I peered around Dorothy to look at my father. “Does she always speak like this? All vague and such?”
He rolled his eyes. I took that as a yes.
“I see that you take after your father verbally,” said Dorothy drily. “How unfortunate. Anyway, my point is that we have the tiniest bit of effect on the way your life plays out. Your father and I are the most active members of your team, despite our numerous, er, disputes.”
“Back up a second,” I ordered. “Did you just say that you were controlling my life?”
Calvin, at the end of his rope, reached down to tug at one of Dorothy’s earlobes as if she were a child in need of disciplinary action. Momentarily abandoning her balletic appearance, Dorothy shot a small attack spell at my father’s fingers. He yelped silently and retreated, shaking out his injured hand. As he glared at her, Dorothy conceded and returned his voice to him.

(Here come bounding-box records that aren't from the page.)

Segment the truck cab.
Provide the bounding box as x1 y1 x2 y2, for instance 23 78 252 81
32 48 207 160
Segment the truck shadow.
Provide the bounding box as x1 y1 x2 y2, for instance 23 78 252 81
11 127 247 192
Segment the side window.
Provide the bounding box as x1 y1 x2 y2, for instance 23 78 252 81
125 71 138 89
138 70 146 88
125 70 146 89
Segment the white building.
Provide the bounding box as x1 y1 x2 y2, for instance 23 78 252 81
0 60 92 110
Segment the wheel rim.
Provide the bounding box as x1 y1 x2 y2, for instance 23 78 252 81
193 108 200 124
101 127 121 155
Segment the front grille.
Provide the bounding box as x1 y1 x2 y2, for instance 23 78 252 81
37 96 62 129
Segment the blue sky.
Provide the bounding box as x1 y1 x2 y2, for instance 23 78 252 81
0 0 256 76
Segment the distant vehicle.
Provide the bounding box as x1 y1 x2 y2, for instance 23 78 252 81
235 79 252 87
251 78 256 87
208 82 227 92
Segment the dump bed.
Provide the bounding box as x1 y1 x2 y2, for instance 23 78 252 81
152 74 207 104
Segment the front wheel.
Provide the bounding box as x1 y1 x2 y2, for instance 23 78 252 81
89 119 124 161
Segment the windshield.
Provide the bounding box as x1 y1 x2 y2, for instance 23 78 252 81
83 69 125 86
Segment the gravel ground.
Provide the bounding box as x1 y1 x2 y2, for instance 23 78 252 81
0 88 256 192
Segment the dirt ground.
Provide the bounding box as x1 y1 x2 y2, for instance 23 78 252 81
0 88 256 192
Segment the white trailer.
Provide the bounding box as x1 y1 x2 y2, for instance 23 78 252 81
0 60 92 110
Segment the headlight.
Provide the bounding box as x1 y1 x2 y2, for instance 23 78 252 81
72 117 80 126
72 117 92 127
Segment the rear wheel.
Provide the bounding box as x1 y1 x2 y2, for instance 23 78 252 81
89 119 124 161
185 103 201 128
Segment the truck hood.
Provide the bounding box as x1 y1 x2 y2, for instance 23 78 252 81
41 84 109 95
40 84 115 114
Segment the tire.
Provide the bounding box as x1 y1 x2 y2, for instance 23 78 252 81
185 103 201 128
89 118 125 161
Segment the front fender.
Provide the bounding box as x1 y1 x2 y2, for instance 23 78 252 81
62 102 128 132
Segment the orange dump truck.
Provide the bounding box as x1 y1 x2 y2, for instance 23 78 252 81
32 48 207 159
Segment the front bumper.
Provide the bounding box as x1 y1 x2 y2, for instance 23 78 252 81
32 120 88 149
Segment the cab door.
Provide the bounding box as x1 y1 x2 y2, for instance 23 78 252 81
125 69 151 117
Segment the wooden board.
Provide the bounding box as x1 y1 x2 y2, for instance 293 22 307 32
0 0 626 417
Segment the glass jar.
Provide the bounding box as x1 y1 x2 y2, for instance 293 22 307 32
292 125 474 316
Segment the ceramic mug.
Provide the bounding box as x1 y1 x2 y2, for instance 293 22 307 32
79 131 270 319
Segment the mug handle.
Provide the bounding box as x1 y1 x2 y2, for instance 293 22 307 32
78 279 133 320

“We weren’t controlling you, Morgan,” Calvin said, massaging his throat.
“Funny. That’s what Dorothy seems to have just implied.”
“It’s not like that,” my father said. He attempted to place a consoling arm around my shoulder. “We only have the ability to prod you in the right direction. Think of us more as guardian angels than puppet masters.”
“Well, you’re doing a shit job!” I said, shaking off his embrace. “What are these disputes about anyway? Are you fighting over me?”
Dorothy lifted a hand to examine her nails, unconcerned with the conve
rsation at hand. “Your father seems to think he has superior knowledge when it comes to you. Never mind the fact that I’ve been lazing about in the otherworld for a greater number of eons. Anyone rational would accept my guidance without question.”
“Your guidance is what got her in this mess in the first place,” my father argued back. At his great height, he should have lorded over Dorothy, but she seemed to possess an ability to micrify anyone who challenged her.
“If I recall correctly, Calvin,” she said, “she wasn’t exactly thriving when you sent her to that infernal hellhole you call New York.”
My father opened his mouth to form a retort, but I stepped between them to halt their argument.
“Whoa, hold up!” I said. “What do you mean, you sent me to New York?”
“I didn’t send you there,” said Calvin. He seemed exasperated by the knowledge barriers between him and me. “I simply wanted to get you out of Yew Hollow, which I did. It was upon Dorothy’s request that we send you back.”
“Because the coven’s welfare was at stake,” Dorothy interjected.
“Yes, because God forbid the coven’s welfare be challenged,” my father bit back. “She would’ve been safer in New York.”
“And the Summers coven would have perished without her,” snapped Dorothy. “Do you care not for your wife or other daughters?”
That shut my father up. As for me, the fact that two dead people had been puppeteering certain aspects of my life didn’t seem as bizarre as it should have been. In fact, it almost made more sense this way. At the very least, I wasn’t entirely accountable for all of the terrible crap that had happened in Yew Hollow since my return there.
“Can we just, I don’t know, relax?” I requested. I was beginning to think that we really were in purgatory, and the bickering match between my father and great-to-whatever-degree grandmother was the boulder to my Sisyphus. “Because if we’re going to be any help to the coven at all, I’m going to need the two of you to draw up a peace treaty.”